Tuesday, July 29, 2014

The Best 7 Easy Ways To Grow Your Breasts Size Faster



Having a large bust is appealing to most all women. It makes them feel more attractive, better looking to the opposite sex and helps a woman feel more like a woman. Breasts are saw as feminine and beautiful, and if you do not have large breasts you may want to make a change and increase the size of your breasts.



Should You Have a Breast Augmentation?

We all know that breast augmentation is an option to increase the size of the bust, however this is very risky, not to mention expensive. Whether you are worried about the risks associated with a breast augmentation or simply do not have the cash needed, you will find comfort knowing that there are many natural ways to increase the size of your breasts.
Here we will share with you 7 ways to naturally grow your breast size faster. Use all 7 of these tips and before you know it you will be looking in the mirror and a beautiful set of breasts that gets you the attention and confidence that you want and need.

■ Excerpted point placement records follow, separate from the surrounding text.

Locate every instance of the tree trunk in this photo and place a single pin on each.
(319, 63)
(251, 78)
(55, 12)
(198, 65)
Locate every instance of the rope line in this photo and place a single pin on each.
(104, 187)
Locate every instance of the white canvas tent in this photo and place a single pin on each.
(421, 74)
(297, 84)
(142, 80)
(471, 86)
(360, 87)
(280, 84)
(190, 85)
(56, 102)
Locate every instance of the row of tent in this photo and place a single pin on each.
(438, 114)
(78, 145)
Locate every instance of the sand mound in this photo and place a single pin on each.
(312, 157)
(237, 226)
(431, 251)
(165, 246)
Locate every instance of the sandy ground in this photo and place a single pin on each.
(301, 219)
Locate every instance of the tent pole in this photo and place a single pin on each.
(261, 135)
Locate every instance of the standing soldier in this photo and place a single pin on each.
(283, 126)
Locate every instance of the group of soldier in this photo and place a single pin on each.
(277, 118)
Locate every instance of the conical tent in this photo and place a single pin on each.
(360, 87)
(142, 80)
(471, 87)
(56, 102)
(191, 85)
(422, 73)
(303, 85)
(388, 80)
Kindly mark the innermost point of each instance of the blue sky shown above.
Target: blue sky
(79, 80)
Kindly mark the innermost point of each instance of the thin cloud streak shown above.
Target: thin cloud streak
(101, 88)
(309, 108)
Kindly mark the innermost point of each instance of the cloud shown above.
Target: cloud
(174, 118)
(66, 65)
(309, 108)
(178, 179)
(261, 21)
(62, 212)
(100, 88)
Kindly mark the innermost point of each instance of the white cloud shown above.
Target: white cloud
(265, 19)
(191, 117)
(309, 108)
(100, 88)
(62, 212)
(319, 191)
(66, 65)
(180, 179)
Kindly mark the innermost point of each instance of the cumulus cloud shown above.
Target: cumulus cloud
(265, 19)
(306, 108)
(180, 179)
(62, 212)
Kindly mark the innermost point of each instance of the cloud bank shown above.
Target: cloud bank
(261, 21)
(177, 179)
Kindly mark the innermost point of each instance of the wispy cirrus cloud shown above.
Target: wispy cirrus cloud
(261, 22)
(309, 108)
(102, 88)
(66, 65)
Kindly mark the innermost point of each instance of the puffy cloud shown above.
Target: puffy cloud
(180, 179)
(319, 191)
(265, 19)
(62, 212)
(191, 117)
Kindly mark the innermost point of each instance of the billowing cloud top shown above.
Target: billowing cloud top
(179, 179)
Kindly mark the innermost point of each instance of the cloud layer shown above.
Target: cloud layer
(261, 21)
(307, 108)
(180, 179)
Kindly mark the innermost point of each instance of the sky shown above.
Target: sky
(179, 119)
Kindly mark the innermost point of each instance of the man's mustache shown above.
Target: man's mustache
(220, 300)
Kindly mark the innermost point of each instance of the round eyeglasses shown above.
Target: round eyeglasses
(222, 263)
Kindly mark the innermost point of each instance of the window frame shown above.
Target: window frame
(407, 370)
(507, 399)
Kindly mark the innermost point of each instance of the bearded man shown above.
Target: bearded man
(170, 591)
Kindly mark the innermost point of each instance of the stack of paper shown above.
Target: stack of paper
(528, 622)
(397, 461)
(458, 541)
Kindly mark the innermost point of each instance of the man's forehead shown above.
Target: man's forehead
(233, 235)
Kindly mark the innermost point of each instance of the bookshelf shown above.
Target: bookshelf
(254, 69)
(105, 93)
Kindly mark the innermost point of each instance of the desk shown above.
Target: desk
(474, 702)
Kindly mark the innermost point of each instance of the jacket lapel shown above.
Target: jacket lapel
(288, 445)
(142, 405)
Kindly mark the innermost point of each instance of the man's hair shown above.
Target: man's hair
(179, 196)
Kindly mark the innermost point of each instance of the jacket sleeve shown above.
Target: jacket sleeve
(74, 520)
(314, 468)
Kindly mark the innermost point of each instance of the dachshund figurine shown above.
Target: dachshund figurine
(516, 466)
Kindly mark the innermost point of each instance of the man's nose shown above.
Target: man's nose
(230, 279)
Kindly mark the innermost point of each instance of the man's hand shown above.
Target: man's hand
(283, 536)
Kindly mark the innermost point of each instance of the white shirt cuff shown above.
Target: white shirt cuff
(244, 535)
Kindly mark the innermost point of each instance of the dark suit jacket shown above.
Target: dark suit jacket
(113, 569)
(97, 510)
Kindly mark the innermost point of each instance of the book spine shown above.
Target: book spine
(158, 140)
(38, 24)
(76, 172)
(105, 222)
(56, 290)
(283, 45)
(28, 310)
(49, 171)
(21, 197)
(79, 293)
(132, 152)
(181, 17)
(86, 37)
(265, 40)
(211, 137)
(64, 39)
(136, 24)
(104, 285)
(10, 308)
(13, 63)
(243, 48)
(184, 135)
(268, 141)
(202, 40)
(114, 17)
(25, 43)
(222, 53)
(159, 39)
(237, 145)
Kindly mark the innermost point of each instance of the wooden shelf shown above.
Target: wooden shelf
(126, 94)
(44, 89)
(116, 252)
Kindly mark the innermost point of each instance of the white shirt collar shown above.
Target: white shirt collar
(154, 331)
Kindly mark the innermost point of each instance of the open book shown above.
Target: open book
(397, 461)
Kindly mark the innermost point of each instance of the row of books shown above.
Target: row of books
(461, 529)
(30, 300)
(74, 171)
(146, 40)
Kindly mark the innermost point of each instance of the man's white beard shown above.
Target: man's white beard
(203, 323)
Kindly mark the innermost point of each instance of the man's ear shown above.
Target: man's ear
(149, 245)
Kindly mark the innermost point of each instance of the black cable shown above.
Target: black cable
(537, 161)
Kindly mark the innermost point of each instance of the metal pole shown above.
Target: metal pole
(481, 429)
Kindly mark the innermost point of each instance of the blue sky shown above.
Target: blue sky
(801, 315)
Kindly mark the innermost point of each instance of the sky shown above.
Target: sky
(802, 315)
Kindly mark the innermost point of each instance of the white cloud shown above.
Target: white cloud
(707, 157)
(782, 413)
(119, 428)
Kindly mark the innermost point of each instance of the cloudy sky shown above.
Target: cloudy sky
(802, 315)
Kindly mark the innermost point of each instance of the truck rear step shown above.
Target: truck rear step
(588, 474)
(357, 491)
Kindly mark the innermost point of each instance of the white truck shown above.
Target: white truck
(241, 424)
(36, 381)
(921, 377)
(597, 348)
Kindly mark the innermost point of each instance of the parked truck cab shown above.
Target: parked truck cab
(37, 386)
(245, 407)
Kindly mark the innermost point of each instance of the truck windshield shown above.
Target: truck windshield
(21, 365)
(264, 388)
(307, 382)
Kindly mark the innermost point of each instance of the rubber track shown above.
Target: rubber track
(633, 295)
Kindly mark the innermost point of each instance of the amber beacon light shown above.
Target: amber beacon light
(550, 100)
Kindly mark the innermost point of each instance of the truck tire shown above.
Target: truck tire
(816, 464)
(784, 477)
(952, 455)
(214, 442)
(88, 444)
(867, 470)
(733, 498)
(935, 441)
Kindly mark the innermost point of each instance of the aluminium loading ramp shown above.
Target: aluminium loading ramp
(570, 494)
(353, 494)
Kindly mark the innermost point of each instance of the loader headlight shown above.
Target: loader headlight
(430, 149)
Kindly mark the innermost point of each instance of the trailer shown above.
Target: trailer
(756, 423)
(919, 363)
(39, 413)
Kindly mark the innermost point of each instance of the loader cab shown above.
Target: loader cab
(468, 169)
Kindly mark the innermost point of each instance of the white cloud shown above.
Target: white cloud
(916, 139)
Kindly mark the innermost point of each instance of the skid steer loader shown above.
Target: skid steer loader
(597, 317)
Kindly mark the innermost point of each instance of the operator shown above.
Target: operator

Tips to Increase Your Breast Size

Here are the 7 tips that you need to increase the size of your breasts. Use each and every one of them and before you know it you will love looking in the mirror at the lovely breasts you have acquired. These breast enhancement tips work well for most all women.

1. Wear the Right Size Bra

Did you know that wearing the wrong size bra can affect the size of your breasts? It is true! It is estimated that around 90% of all women are wearing the wrong size bra, and this can cause you to appear a few sizes smaller than what you actually are. Wouldn’t it be wonderful to go from a 34B to a 34DD? Sounds pretty exciting if you ask me, and the fact that you will feel much more comfortable in the right bra is an added bonus.
To determine your true bra size take advantage of a free measuring at a lingerie or bra store. Most of them offer this to you, and within seconds of it being performed you will know the exact size of bra you should be wearing.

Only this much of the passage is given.